I started work on this sculpture when Robin’s mother died, in 2011. I’d held her, my mother-in-law Rodica, at a comfortable distance for many years, until I eventually came to realise that her constancy and her affection for me would endure whether or not it was reciprocated, because I loved her son.

Rodica’s first plan for Robin and I, when we got married, was to subdivide their Pymble property so we could build a house in their backyard, and move in. I totally freaked, and scarpered back, a secure number of emotional miles from what I perceived to be suffocating Jewish familial enmeshment. I was having none of it.

But after tenderising for the first ten years in Rodica’s persistent warmth and welcome, I succumbed.

If she ever complained to anyone about having to cook vegetarian family dinners on account of the lukewarm daughter in law, (she being a Romanian carnivore), I never heard a word. I started to peer out from my tidy cocoon of assumptions. I couldn’t fathom her lack of resentment towards me. No martyrdom either. So I fell head over heels in fondness with her. Deep fondness.

I officially declared her to be my “mother-in-love” in my mother’s day card for her in 2001. It wasn’t just words; it felt like an offering.

This was momentous for Rodica. She had secured her place as Beloved in my tribe, and subsequently never tired of showing her mothers day card to her friends as proof-of-entry to my heart. And throughout the ten years remaining of her life, we basked, almost smugly, in the fact of each other.

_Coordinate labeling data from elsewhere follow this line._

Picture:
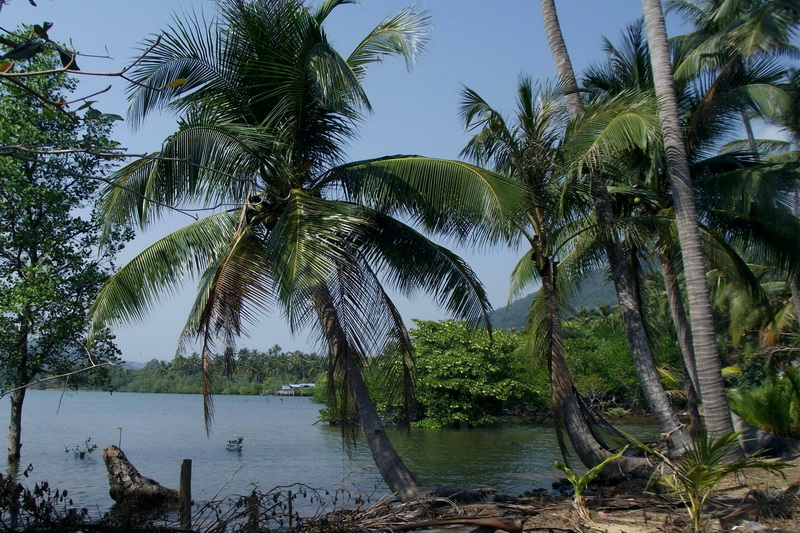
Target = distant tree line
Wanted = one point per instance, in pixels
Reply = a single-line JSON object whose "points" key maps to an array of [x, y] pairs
{"points": [[244, 371]]}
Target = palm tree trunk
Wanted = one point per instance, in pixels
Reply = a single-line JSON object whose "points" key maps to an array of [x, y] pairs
{"points": [[655, 395], [794, 287], [400, 480], [682, 329], [684, 334], [566, 407], [709, 369], [558, 48]]}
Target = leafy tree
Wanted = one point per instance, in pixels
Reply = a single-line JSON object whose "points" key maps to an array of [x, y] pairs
{"points": [[50, 267], [267, 107], [467, 378]]}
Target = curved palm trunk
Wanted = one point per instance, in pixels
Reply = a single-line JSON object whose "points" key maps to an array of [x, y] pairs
{"points": [[565, 403], [398, 477], [684, 333], [709, 368], [655, 395]]}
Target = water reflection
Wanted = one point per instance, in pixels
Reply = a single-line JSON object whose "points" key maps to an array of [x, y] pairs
{"points": [[281, 445]]}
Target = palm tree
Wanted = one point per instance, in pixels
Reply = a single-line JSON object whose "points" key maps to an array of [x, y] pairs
{"points": [[267, 106], [529, 150], [709, 370], [624, 283]]}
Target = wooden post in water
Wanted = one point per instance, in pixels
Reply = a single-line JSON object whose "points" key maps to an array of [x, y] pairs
{"points": [[186, 494]]}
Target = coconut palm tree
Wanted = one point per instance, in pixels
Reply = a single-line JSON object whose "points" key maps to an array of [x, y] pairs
{"points": [[267, 106], [529, 150], [624, 283]]}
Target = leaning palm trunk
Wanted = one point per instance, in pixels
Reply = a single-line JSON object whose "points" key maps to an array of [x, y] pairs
{"points": [[684, 334], [655, 395], [566, 406], [401, 481], [709, 369]]}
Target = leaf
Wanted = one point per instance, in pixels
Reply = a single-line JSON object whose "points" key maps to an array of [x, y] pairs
{"points": [[178, 82], [41, 31], [87, 104]]}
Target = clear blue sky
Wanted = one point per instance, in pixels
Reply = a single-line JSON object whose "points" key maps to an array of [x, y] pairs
{"points": [[476, 43]]}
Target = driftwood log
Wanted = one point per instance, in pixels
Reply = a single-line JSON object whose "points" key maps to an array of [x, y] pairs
{"points": [[130, 488]]}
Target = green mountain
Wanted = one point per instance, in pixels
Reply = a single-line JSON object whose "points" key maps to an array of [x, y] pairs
{"points": [[596, 290]]}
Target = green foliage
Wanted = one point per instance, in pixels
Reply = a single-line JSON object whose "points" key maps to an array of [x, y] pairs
{"points": [[466, 378], [51, 262], [235, 445], [41, 508], [773, 406], [246, 372], [579, 482], [601, 363], [702, 467]]}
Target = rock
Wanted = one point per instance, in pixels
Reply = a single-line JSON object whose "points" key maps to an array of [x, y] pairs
{"points": [[748, 526]]}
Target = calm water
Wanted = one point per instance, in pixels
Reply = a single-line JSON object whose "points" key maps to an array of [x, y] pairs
{"points": [[282, 445]]}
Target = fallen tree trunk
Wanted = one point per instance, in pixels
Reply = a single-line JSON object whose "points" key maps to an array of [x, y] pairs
{"points": [[128, 487]]}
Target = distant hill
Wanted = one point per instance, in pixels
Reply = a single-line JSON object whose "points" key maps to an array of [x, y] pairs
{"points": [[594, 292]]}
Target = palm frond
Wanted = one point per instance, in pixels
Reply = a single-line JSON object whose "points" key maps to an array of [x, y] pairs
{"points": [[135, 288], [445, 196], [404, 34]]}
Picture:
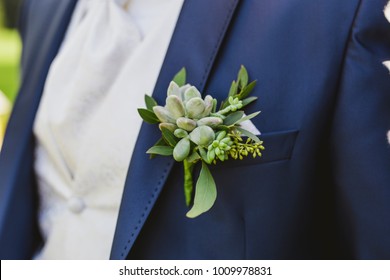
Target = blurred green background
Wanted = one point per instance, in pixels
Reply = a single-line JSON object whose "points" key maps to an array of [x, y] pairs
{"points": [[10, 48]]}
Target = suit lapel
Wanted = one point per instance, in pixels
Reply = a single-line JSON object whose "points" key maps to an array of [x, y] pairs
{"points": [[197, 37], [42, 31]]}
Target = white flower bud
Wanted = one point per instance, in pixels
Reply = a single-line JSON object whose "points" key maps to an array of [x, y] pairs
{"points": [[186, 124]]}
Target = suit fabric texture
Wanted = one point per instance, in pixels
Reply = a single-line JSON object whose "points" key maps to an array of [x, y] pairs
{"points": [[321, 189]]}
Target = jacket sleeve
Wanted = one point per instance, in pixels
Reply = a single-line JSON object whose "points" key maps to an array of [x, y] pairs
{"points": [[359, 148]]}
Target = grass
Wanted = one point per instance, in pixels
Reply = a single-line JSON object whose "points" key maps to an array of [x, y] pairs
{"points": [[10, 49]]}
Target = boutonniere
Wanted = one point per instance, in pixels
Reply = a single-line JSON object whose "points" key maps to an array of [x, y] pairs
{"points": [[195, 132]]}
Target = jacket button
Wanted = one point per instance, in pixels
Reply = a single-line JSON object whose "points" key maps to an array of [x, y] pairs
{"points": [[76, 205]]}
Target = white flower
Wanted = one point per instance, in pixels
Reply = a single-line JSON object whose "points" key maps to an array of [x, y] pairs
{"points": [[387, 15], [387, 11]]}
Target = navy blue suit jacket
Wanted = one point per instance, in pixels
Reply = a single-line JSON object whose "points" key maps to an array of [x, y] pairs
{"points": [[322, 188]]}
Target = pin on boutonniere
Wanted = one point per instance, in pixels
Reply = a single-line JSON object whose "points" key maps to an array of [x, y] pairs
{"points": [[195, 132]]}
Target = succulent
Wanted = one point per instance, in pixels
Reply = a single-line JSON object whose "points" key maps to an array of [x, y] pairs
{"points": [[193, 131]]}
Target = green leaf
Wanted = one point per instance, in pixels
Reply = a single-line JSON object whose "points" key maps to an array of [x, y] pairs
{"points": [[249, 134], [233, 118], [160, 150], [205, 193], [242, 79], [188, 182], [180, 77], [169, 137], [248, 100], [150, 102], [247, 90], [148, 116], [251, 116], [233, 89]]}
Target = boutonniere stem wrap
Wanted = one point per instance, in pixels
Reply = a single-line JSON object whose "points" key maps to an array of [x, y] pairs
{"points": [[195, 132]]}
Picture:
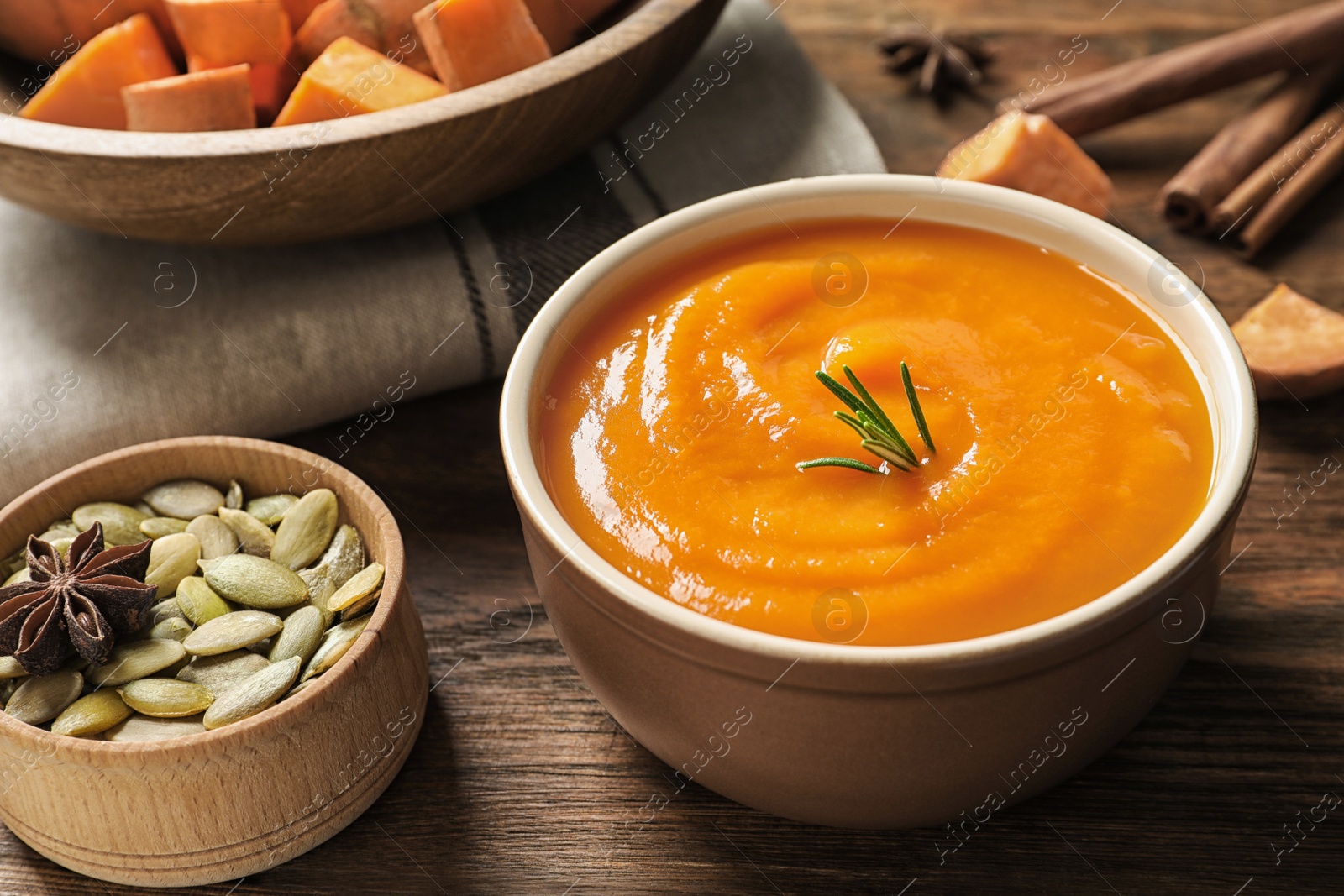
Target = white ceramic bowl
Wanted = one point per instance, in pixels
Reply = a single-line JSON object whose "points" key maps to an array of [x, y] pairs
{"points": [[880, 736]]}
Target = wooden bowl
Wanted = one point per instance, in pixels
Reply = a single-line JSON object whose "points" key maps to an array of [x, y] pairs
{"points": [[234, 801], [355, 175]]}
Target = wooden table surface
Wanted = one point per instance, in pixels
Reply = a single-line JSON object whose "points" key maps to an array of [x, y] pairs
{"points": [[521, 779]]}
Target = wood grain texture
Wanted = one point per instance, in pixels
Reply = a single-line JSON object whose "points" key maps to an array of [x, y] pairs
{"points": [[356, 175], [249, 795], [522, 785]]}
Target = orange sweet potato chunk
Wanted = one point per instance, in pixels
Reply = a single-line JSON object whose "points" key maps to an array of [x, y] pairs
{"points": [[228, 33], [1294, 345], [214, 100], [351, 80], [1032, 154], [382, 24], [476, 40], [87, 90]]}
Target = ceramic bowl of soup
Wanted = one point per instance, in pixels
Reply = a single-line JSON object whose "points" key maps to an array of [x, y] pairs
{"points": [[909, 638]]}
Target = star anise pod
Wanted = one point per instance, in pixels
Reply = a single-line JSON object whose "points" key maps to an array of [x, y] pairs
{"points": [[77, 605], [945, 60]]}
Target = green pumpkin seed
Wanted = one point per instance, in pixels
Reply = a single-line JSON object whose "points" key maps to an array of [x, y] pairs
{"points": [[232, 631], [255, 582], [174, 629], [360, 586], [270, 508], [138, 728], [185, 499], [217, 539], [302, 631], [158, 527], [120, 523], [307, 530], [198, 602], [165, 698], [136, 660], [253, 535], [44, 698], [222, 671], [333, 645], [172, 559], [92, 714], [253, 694]]}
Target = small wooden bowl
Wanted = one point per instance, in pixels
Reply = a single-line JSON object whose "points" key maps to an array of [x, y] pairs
{"points": [[355, 175], [242, 799]]}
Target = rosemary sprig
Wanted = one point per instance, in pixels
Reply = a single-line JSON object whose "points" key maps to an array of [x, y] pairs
{"points": [[878, 434]]}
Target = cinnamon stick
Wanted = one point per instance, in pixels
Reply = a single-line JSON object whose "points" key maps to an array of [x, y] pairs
{"points": [[1308, 179], [1142, 85], [1250, 196], [1243, 144]]}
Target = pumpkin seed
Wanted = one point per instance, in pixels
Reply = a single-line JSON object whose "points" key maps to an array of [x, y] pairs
{"points": [[362, 584], [222, 671], [253, 694], [253, 535], [307, 530], [302, 631], [198, 602], [270, 508], [185, 499], [232, 631], [44, 698], [92, 714], [158, 527], [136, 660], [165, 698], [172, 559], [148, 728], [174, 629], [217, 539], [335, 644], [255, 582], [120, 523]]}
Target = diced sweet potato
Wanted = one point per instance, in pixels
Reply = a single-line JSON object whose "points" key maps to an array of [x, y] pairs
{"points": [[214, 100], [228, 33], [476, 40], [270, 85], [1032, 154], [87, 90], [381, 24], [1294, 345], [351, 80]]}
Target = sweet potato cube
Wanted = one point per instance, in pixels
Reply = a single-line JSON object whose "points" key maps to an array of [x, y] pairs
{"points": [[87, 90], [351, 80], [215, 100], [381, 24], [1294, 345], [1032, 154], [228, 33], [476, 40]]}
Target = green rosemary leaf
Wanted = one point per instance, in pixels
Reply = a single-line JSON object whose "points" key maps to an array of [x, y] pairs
{"points": [[886, 454], [916, 409], [839, 461], [842, 392]]}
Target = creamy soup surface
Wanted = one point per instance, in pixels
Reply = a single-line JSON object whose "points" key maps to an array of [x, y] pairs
{"points": [[1073, 439]]}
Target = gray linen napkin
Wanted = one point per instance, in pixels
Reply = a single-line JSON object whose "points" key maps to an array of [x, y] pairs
{"points": [[109, 342]]}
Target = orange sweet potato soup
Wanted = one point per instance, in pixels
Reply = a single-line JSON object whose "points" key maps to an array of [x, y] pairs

For instance, she would take delight in exclaiming to me that, being mother and daughter-in-law, we were supposed to hate each other.

Two glasses started appearing on her kitchen bench when we’d arrive for a dinner. They sat expectantly, waiting for the gin & tonic she and I would share before sitting at the table. Every time I’d arrive and see those two little glasses set out, I’d feel moved. They were a pronouncement of our special bond, and the toast that would celebrate it. My sweet little mother-in-love, now breaking my heart without even trying.

In the first year after her death I moved slowly through a morass of disbelief and grief. She’d left so suddenly, so unannounced. I’d had in mind to party with her after Yaramin, our daughter, finished high school. She’d had plans to dance at Yaramin’s wedding.

I miss her so very much. All those years of rocking up at Robin’s parents’ for dinner, and being greeted with Rodica’s plaintive “I MISSED you!” have coalesced in my belly into a sense of her indomitable warmth and welcome. The dinners that initially presented a dreaded familial obligation eventually transformed, for me, into a ritual of familial homecoming where I never doubted I was wanted.

I remember the very night it turned for me. We were there for dinner, and I had left the table, tired from a long day. I lay myself down on the couch just to rest my eyes, and fell asleep to the cosy sounds of dessert and gossip. On the way home, Robin said, “Hey, you fell asleep on the couch! You must be feeling safe there now.”

She won me; she so utterly won me. My little mother-in-love, I’m sorry it took me so long.

This sculpture began as an expression of pain, quite hunched and bowed. Over months, her form unfurled into a meditative posture; a bit Madonna-like, a bit angel-like, a bit monk-like.

I pressed scalloped shells down her back to give a sense of cloaked wrapping around her shoulders, and also to reference the sacred feminine of the ocean that birthed us all. The suggestion of her arms/sleeves created a well at their base. I loved floating flowers in there when the well would take in rainwater, and I imagined that someone might one day place their altar object there.

By completion, her form had evolved to express the feelings that my relationship with Rodica left me with; gratitude, tenderness, sorrow, respect, humility, mothered. I named the sculpture ‘Grace’, because the crafting of her brought me equanimity.

And I think Grace does bring equanimity. We seek it, we long for it, we pray for it. We meditate for equanimity, but if and when it settles in our heart, it is by Grace.

‘Grace’ has found a home in an exquisite, Japanese-style courtyard garden, and she holds an apophyllite crystal in the well of her sleeves.